What idea have you been feeding and growing that might make a difference in your home, community or the larger world?

What idea is following you?

Like the old riddle, Which comes first the chicken or the egg? we may wonder which comes first-- the idea or the need for the idea.

In Yamada's story, the idea comes first and his main character must determine how to use the idea.

But sometimes we, instead, encounter a situation in which we desperately need an idea.

The old saying goes, Necessity is the mother of invention.

In The Flat Rabbit by Bardur Oskarsson, a dog and a cat are in this difficult spot.  They have come across a flat rabbit, a dead rabbit, lying in the road.

What must they do?  They need an idea.

They brainstorm idea after idea, seeking a suitable way to honor the rabbit and a fitting sending-off.

They went to the park to think.

At least the dog was thinking--so hard that his brain was creaking.
Where could they move her?
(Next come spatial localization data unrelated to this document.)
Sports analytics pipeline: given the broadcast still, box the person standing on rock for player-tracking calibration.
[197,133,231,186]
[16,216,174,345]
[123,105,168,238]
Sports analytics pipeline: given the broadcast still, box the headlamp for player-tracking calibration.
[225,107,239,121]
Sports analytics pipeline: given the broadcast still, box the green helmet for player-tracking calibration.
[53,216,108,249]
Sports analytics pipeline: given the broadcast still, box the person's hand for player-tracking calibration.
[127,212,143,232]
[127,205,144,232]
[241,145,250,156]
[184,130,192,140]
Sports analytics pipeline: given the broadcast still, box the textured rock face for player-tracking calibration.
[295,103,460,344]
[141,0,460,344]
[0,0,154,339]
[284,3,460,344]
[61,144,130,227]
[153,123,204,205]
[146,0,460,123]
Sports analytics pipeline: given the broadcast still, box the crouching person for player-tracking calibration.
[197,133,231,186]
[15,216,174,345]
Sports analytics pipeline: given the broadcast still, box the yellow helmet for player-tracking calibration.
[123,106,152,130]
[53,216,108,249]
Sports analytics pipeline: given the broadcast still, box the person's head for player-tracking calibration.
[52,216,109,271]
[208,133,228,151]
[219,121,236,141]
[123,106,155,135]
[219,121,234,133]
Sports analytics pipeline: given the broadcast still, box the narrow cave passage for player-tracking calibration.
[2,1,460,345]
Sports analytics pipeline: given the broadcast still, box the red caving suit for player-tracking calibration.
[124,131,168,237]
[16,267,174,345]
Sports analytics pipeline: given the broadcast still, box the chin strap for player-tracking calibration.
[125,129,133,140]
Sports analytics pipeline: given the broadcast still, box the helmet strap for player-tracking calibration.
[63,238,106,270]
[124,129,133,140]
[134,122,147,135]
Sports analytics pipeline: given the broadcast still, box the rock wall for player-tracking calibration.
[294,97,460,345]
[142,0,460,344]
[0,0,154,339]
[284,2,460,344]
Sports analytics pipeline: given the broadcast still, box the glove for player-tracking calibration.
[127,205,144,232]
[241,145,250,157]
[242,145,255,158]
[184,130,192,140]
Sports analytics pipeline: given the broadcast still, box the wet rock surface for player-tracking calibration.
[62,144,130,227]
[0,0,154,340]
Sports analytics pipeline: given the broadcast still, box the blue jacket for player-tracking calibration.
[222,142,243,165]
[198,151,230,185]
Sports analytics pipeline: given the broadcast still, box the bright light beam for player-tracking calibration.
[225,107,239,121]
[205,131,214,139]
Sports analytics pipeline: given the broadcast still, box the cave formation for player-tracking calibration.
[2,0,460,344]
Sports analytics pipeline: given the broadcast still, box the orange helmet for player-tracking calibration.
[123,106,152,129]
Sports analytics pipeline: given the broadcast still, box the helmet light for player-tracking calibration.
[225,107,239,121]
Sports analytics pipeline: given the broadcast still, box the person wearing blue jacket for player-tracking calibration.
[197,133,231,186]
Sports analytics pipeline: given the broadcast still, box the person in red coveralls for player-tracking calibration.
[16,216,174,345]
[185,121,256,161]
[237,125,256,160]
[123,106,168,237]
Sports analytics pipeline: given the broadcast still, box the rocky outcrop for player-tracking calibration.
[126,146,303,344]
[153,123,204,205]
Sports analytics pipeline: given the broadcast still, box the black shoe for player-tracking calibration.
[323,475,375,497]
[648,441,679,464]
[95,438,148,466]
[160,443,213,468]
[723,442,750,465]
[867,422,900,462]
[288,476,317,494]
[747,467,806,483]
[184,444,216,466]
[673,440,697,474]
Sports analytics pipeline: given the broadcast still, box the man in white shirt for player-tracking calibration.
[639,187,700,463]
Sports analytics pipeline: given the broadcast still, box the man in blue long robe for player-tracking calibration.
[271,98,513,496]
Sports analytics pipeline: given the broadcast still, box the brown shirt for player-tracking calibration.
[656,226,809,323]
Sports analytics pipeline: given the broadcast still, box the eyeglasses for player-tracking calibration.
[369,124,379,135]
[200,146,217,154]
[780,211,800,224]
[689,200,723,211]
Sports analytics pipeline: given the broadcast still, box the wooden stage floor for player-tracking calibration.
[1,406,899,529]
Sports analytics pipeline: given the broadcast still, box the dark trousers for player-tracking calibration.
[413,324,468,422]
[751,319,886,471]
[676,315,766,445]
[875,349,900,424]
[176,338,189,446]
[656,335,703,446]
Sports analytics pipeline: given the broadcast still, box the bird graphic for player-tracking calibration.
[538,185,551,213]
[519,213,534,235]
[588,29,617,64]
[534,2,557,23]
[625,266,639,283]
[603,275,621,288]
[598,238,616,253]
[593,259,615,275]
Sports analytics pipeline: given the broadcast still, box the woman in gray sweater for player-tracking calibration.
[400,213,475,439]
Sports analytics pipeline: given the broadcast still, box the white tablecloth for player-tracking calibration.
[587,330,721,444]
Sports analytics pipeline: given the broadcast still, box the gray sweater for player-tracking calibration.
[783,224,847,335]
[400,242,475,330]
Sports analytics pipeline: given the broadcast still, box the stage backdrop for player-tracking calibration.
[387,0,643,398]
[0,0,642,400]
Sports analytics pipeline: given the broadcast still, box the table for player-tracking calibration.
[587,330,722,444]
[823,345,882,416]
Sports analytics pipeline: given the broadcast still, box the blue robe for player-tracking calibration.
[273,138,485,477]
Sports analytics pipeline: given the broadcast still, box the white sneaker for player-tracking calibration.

And what if somebody found her and ate her?
They could leave her outside number 34, but what would people there think if  they saw a dog and a rat bringing back their rabbit, totally flattened? No good would come of  that.

And so their thinking and ideas continued...

Students will love following the thinking  of the dog and rat, as well as matching it with their own ideas.

What else could Cat and Rat have done with the flat rabbit?

What do you do with an idea?
Where do we find ideas?

Today's Deeper Writing Possibilities

Reflect on how you develop new ideas.

When was the last time you got a great new idea?  

Where were you?  How did it occur to you?

How did you feed and grow your idea?  With whom did you share it?

What were the reactions and respsonses of others to your idea?

Write an essay on the process of developing new ideas.

Write a poem tracing the birth and growth of your latest idea.